Already the youngest state champ from Delco, Catka is bidding to become the first county wrestler to win three straight medals at states since Andre Petroski of Springfield. Petroski was fifth at 171 pounds in 2008, third at 189 in 2009 and second at 189 in 2010.
Beyond the medals, Catka is grateful to be part of the Sun Valley wrestling family, whether it's instructing the next generation of wrestlers in the Aston Athletic Association program or making the annual pilgrimage to Fair Acres during the Christmas season.
It has a special meaning for Ellis, whose mother was there, as well as Catka.

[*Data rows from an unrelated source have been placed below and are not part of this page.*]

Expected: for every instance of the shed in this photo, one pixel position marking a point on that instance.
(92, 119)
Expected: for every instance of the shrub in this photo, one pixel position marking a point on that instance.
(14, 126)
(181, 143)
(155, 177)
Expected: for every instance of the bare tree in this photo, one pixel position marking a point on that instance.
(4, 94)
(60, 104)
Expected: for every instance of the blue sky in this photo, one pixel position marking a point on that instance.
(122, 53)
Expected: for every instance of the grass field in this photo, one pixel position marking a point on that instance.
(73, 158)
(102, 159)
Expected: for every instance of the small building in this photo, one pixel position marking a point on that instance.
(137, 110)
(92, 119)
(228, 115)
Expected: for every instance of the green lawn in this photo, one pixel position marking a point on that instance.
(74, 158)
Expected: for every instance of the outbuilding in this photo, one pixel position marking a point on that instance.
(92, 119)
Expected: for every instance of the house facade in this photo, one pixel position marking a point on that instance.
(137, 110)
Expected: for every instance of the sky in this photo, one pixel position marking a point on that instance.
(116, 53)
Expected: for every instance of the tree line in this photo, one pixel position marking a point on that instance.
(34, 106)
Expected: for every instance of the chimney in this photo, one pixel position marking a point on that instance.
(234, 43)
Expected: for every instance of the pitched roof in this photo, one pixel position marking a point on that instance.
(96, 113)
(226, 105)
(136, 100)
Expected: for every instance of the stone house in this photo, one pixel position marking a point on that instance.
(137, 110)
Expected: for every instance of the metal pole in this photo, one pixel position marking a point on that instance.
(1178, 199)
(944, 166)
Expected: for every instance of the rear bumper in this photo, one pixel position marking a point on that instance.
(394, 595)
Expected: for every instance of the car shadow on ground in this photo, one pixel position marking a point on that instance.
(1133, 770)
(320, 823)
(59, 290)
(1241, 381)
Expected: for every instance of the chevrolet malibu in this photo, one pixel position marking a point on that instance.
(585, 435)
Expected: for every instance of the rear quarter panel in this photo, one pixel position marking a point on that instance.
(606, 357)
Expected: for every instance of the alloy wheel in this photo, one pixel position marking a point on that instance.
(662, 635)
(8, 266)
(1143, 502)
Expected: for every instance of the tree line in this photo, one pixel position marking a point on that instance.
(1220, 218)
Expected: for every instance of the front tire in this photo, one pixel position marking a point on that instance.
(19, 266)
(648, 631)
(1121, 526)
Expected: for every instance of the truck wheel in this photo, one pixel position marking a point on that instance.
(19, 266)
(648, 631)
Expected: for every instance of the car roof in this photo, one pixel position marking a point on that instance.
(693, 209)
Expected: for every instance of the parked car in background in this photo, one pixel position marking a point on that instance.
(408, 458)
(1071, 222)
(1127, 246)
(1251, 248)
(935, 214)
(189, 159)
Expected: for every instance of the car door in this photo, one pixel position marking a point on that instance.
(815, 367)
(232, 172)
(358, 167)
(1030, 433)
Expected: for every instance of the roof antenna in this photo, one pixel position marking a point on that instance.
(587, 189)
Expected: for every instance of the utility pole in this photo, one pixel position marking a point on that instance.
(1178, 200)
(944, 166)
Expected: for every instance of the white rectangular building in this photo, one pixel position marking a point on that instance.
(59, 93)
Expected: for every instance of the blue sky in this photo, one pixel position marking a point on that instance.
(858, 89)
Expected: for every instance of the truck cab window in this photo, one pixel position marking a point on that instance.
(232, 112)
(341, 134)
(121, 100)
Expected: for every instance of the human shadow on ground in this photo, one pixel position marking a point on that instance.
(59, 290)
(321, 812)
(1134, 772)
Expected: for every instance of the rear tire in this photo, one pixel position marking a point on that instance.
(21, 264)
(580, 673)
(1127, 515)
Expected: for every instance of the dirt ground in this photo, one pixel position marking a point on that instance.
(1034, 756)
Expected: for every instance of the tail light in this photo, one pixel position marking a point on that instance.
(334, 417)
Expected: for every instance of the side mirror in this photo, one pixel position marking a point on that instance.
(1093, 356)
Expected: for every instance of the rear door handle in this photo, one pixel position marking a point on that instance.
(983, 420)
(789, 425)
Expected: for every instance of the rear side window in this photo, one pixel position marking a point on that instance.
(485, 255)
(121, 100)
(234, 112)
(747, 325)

"For me personally, it's obviously a fun time just hanging out and listening to their stories but also bringing gifts they can use," Catka said. "A lot of those older folks don't have families. Spending time with them, you realize coming back home that we're blessed to have a family, to have somewhere to sleep other than a home. I like going there. It kind of just shows us and helps us appreciate life a little bit more and the blessings that we're provided."
For Catka, it's all there in the snapshot of the medalists in his weight class at the recent state tournament.